A driving force behind my marketing career over the past few years has been “Help the world, one business owner at a time.”
So I’ve made it my mission to not only help businesses better their SEO practices, but also help the owners understand what SEO truly is.
Sadly, misinformation about the field of SEO is still being circulated. One way I’ve been able to effectively overcome some of the outdated or incorrect information still floating around out there is by talking about the “hard truths” or lesser known mechanics behind local SEO.
I try to do this as early into the campaign as I can and repeat myself many times over the course of it. I always like to tell clients what to truly expect when trying this type of a campaign; a lot of times, no other SEO company has offered up info like this.
There are three things in particular that I really try to drive home when it comes to local SEO. This sets a better expectation for clients moving forward and establishes an honest/transparent relationship from the get-go.
SEO is always changing, and it always will be. What works this year may not work next year. The only constant is change, so it’s imperative to arm yourself with knowledge.
Knowing this helps me create a proactive approach to a client’s marketing campaign. A metaphor I like to use with clients is that SEO is a lot like the game of chess: You have to see three moves ahead while still actively moving one step forward. Your initial moves will affect your later moves, and sometimes you can get hurt through no fault of your own (For example, Google will roll out an update).
I tell small business owners to make sure their game plan is flexible, as they need to account for those constant changes that SEO is known to bear.
A great example would be the recent changes to the Google local system — not only did theyreduce the local results from seven businesses to three, but they also stripped away all of the social components tied to Google+ and streamlined the Google My Business dashboard. All this occurred just in the past year!
Because local SEO largely revolves around local map packs, long-tail searches are often overlooked. Long-tail searching is a better indicator of user intent, which is an increasingly important factor in local SEO and leads to more engagement and higher rankings over time.
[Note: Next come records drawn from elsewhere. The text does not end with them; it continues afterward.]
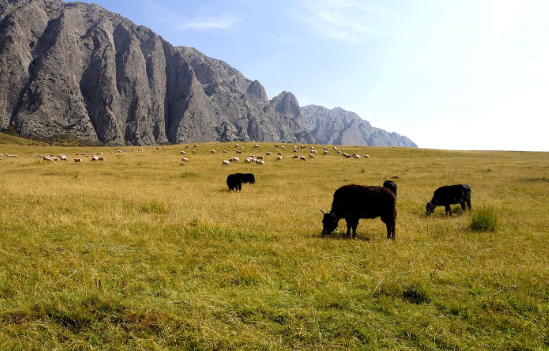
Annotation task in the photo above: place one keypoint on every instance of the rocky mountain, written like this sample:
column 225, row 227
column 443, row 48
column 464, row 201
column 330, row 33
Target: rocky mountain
column 77, row 69
column 341, row 127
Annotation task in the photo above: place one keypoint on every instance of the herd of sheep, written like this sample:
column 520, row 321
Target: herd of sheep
column 351, row 202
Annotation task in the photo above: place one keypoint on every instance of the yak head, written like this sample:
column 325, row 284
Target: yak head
column 429, row 208
column 329, row 223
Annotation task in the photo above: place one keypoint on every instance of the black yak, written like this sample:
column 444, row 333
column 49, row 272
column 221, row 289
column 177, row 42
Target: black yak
column 353, row 202
column 389, row 184
column 247, row 177
column 234, row 181
column 450, row 195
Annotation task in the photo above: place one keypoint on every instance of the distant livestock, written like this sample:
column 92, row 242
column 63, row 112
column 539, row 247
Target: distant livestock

After a client understands more about user intent, I tell them that a good way to plan for these long-tail searches is by asking yourself questions. I try to have them put themselves in a customer’s shoes. From there, I can set a realistic expectation of how the online strategy will work and who/what keywords to target based on that intent.
Another fun exercise to do with clients is to have them create a “Jeopardy” game board. When it comes to long-tail searches, have them think like the popular game show — answer in the form of a question not only to gain keywords, but also to gauge user intent and discover blog topics for their website.
For example, when I started working with a local plumber, we began with the most basic questions — you know, the $200 ones — like, “What is a plumber?,” “What is a drain?,” “What is a water heater?” and so on. Then we sprinkled in some of the more complex questions (the $1,000–$2,000 ones).
A hearty list of long-tail searches comes out of this practice, and your client has a better understanding of SEO, including what to expect from keyword reports and rankings.
Every website can benefit from SEO and needs continued optimization to obtain and maintain rankings for target key phrases. Just as any industry or marketplace evolves, so does search engine optimization.
Consequently, SEO is not a one-time investment; constant cultivation is necessary to ensure that SEO becomes (and remains) an integrated part of a small business’s marketing plan.
I like to tell clients this so they can begin thinking long-term and realize how many options SEO can provide them. Every time I reach out to a client for a report, I include a “what’s next” section.
This helps me set campaign expectations month to month, and it seems to keep the client relationships going longer. Painting value early and often has been a helpful tactic in increasing our client retention.
SEO is more important (and more reputable) than ever before, especially for local small business owners. Driving home these three expectations through my client communications has helped me build better campaigns and better relationships — and help one small business owner at a time.